June 30, 2014

Acoustic Revolution

I don't like amplified music. At least not as much as acoustic music. Generally speaking, instruments sound fuller and richer and meld with other instruments better when they are not amplified. Voices likewise sound more human and individual when there is no mic in-between the singer and the audience.
Now there are times when amplification is an absolute necessity; the audience can be so large there is no other way to make the show work or an instrument just may not be able to play loud enough to fill the space being used for the concert. Outdoor concerts can be especially problematic for guitars and singers. And since most of our favorite music today is centered around guitars and singers, it is no wonder we assume that music must be amplified. But this is not always the case.
I have played shows in small art galleries that a single singer could easily have filled that still used massive sound systems. The result tends to be a tinny sound, lots of feed back and volume so high that the audience leaves after two songs just to give their ears a rest. Many instruments actually carry an extremely long way when played well. Flutes are famous for this and have been used historically for long distance communication. Brass instruments are so loud that when I see them amplified, I often flee the location before they can even begin to play and damage my hearing.
It startles me how often people assume I will need amps and mics when I am playing an indoor show. Walls in my experience are more than enough amplification on their own. Even (or sometimes especially) in big rooms. This is why cathedrals were used for music so often. Everyone could hear the music no matter how quiet the instruments or how far from the musicians you were. And the reverb in large halls is an entirely different sound than the sound engineered reverb done in audio labs. It holds onto the tiny nuances of sound while echoing out into silence. Some of my favorite places to play with no mics are simple rooms with high ceilings where the flute can take off and fly from corner to corner without any fetters.
Then of course there is playing outdoors without electrical support. This frightens many musicians because their sound seems to be swallowed up or vanish into the horizon. All the little "flaws" in their playing become more noticeable, especially any tone issues, when there are no walls to throw the echos around. One of my teachers actually encouraged me to play outside for exactly this reason; to hear precisely what I sounded like with no interference or distortion. It is something of a humbling experience at first if you have only played in rooms with generous acoustics. But the more you play in settings that allow you to hear your true sound, the easier it is to both improve your sound and to MATCH your sound to your environment.
Music in the Green
I suspect one reason people overuse amplification is they don't take the time to hear and work with the sounds of the space they are playing in. If you sit and listen to the sounds in the place for 5 or 10 minutes and THEN play, you actually will sound different than if you just start playing the moment you have your instrument put together. The changes are subtle but highly informative. Can this be done with amps and mics? Of course! But if you depend on amplification all the time, it is much harder to learn this listening skill.

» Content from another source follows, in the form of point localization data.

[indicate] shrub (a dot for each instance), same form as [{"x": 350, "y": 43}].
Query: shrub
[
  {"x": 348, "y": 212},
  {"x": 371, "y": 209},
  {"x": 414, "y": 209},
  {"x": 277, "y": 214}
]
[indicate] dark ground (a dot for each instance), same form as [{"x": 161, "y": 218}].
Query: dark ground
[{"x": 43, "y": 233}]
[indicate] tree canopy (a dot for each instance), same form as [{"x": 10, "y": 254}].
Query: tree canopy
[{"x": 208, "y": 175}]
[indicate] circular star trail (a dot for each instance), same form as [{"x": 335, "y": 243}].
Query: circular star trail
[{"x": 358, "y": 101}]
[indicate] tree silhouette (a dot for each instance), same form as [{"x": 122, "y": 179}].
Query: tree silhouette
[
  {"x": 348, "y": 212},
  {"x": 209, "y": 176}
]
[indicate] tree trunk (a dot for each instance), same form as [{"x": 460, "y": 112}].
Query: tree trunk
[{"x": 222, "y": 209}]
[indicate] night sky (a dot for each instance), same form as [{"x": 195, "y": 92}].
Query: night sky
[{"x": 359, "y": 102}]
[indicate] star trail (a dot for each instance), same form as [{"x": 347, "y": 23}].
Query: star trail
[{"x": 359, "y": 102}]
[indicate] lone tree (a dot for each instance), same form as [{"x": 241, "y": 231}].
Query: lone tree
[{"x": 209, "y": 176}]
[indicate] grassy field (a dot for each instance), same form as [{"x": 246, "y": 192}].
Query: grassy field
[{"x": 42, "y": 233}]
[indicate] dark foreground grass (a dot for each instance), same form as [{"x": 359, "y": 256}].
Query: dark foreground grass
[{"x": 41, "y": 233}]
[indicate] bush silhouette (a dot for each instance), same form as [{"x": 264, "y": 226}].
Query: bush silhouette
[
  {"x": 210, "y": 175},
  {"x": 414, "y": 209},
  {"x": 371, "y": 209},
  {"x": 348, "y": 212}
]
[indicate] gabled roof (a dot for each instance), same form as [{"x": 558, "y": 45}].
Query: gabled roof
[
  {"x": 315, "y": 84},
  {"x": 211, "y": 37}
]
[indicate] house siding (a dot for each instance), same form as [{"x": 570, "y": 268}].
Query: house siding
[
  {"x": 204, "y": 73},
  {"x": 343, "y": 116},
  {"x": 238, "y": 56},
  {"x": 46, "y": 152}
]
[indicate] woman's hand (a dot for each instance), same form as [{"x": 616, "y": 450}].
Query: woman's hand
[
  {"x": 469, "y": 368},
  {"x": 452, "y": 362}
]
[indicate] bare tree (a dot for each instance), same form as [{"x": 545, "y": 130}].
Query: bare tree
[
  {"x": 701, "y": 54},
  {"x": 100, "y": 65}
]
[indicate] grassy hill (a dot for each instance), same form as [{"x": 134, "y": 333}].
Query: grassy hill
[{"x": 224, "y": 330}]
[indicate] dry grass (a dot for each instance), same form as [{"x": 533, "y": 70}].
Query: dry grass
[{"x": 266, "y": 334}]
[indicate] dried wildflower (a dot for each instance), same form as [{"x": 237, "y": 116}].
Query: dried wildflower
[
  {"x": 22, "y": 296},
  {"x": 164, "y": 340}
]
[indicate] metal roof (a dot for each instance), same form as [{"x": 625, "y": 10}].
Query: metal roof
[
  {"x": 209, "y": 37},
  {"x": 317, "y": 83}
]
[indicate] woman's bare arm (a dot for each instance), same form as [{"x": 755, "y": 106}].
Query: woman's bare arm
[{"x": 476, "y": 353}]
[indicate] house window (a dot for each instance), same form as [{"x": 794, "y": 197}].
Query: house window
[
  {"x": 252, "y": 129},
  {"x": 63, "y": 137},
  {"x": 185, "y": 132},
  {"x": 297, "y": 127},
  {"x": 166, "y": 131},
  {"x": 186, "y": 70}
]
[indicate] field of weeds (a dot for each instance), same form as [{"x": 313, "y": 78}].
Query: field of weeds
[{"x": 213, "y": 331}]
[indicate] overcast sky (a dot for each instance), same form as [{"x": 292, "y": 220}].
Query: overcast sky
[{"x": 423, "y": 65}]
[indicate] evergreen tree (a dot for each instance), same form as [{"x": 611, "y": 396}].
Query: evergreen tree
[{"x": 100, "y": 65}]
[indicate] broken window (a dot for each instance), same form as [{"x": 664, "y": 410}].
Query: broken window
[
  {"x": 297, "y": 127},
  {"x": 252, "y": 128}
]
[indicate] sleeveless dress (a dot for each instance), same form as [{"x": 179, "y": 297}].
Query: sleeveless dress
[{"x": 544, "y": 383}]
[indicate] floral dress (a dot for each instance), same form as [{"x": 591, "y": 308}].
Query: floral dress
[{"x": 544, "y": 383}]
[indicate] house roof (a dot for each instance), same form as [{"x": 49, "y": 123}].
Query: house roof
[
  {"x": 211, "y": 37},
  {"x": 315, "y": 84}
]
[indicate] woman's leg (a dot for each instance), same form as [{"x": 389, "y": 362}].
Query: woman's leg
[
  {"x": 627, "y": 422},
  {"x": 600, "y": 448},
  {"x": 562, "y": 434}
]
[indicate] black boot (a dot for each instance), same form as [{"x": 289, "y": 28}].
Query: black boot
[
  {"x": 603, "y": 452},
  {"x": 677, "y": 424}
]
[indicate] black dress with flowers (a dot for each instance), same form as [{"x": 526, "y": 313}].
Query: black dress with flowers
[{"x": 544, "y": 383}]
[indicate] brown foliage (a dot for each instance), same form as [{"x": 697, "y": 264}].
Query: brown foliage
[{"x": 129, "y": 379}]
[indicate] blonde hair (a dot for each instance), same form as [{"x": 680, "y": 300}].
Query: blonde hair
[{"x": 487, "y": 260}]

And if you use the amps primarily to be "loud enough," you likely will have a terrible time hearing the natural sounds. And worse, so will your audience. So if you are going to use amps, I'd suggest setting them as low as you can at first and listening to how the amped sound interacts with the world's sounds. Only once you have a feel for that mixing and cooperation of sounds should you increase the volume. And be careful about how loud you go! Loud doesn't equal good and in fact can make something that once was good, very unpleasant and painful.
The trick is maintaining that level of listening to the sounds of the world around you while you are playing your show. It does take practice to stay aware of the many layers of auditory reality at once. It's a little like listening to three different conversations at a long lunch table at once; you won't always catch everything but with patience, you can stay in touch with each one with relative ease.
Taking the time to understand how your sound will interact with other sounds is what creates a performance that works in the space. This, rather than volume, is what makes a show worth attending for me; a musical sound that doesn't destroy other sounds but instead works with what is available and adapts to changes. This creates a live show that will be different and personal for every audience which is, to my mind, the magic of live music.